Volute con una legge n. 167 del 1962 per lo sviluppo della zona est di Napoli, il nome era dalla forma triangolare, che ricorda quella di una vela: ogni costruzione, larga alla base, va restringendosi man mano che si sale verso i piani superiori. Proprio Roberto Saviano nel 2020 fece però qualche puntualizzazione. “Cade la Vela verde ma non basta per abbattere Gomorra”, avvertì proprio colui che con i suoi best-seller aveva più contribuito a raccontare al mondo come il complesso fosse diventato simbolo di degrado. “Le Vele non sono responsabili del male di Scampia”, spiegò. Ricordò che Franz Di Salvo, “un geniale architetto”, si era appunto ispirato allo spirito architettonico del tempo, nell’idea di ridurre l’appartamento a un minimo indispensabile ed economico, proiettando la vita in una dimensione collettiva esterna. E osservava che questa idea di “ricostruire lo spirito dei vicoli in un condominio” in effetti ha funzionato in Costa Azzurra, con le Vele gemelle di Villeneuve-Loubet. “Tra gli appartamenti più ambiti d’Europa”. Se ha fallito, secondo lui non è per il progetto in sé, ma perché “le Vele non furono realizzate come il piano prevedeva”. Niente aree verdi; niente servizi; niente spazi comuni; niente distanze minime; addirittura prime consegne senza ancora servizi igienici, luce e gas. Poi le occupazioni di famiglie senza casa dopo il terremoto del 1980, e a quel punto la Camorra ebbe gioco facilissimo nel trasformare le Vele in un suo regno. “Recuperare le Vele era ormai impossibile visto il livello di devastazione e abbandono cui erano arrivate, ma non c’è nulla da festeggiare in questo abbattimento. Una vittoria? Una vittoria di cosa? Abbattendole non si risolvono le cause che hanno generato il degrado”, concludeva Saviano. Anche perché ormai la Camorra ha già trovato nuovi territori su cui agire.

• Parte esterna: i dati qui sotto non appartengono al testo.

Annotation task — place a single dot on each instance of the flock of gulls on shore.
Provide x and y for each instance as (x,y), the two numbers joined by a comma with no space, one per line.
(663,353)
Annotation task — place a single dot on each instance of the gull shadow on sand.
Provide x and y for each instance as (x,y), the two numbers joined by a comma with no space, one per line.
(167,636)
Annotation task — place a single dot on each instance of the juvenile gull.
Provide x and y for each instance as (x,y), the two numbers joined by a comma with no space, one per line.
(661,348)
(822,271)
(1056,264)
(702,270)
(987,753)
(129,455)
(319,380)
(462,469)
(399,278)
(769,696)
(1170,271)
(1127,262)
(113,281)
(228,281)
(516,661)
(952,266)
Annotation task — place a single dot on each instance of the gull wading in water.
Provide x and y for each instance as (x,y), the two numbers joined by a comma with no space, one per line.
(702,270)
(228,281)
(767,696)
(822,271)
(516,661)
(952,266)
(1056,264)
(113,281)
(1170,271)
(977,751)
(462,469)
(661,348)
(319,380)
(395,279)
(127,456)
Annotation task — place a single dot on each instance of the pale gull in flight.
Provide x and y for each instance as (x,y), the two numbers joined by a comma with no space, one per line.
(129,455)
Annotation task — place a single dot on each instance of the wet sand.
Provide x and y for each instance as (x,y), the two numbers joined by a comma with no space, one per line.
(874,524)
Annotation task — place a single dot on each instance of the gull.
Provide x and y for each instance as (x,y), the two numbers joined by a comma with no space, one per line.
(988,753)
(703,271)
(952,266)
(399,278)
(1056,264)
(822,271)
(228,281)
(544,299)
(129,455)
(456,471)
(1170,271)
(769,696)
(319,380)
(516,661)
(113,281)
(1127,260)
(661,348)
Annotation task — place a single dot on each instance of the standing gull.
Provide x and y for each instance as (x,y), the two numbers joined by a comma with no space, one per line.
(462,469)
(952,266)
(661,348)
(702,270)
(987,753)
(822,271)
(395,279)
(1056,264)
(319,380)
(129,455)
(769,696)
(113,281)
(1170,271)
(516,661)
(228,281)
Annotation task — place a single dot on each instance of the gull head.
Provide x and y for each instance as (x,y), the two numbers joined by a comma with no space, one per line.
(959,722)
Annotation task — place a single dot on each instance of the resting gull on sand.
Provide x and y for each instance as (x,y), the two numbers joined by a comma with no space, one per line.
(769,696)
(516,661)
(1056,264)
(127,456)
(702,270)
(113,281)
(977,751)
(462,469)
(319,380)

Appena ad aprile scorso era stato annunciato il piano di rigenerazione urbana dell'amministrazione Manfredi relativo alla riqualificazione della Vela Celeste, finanziati dal Piano Periferie con circa 18 milioni di euro. Il progetto prevedeva la riqualificazione degli spazi comuni, del piano dei garage e dei porticati, dei collegamenti verticali e del rifacimento delle superfici orizzontali di copertura, per fare dell'unica Vela sopravvissuta un simbolo del passato, del quartiere e delle battaglie del territorio “per il riscatto che questa comunità ha condotto”, come aveva annunciato il Comune di Napoli.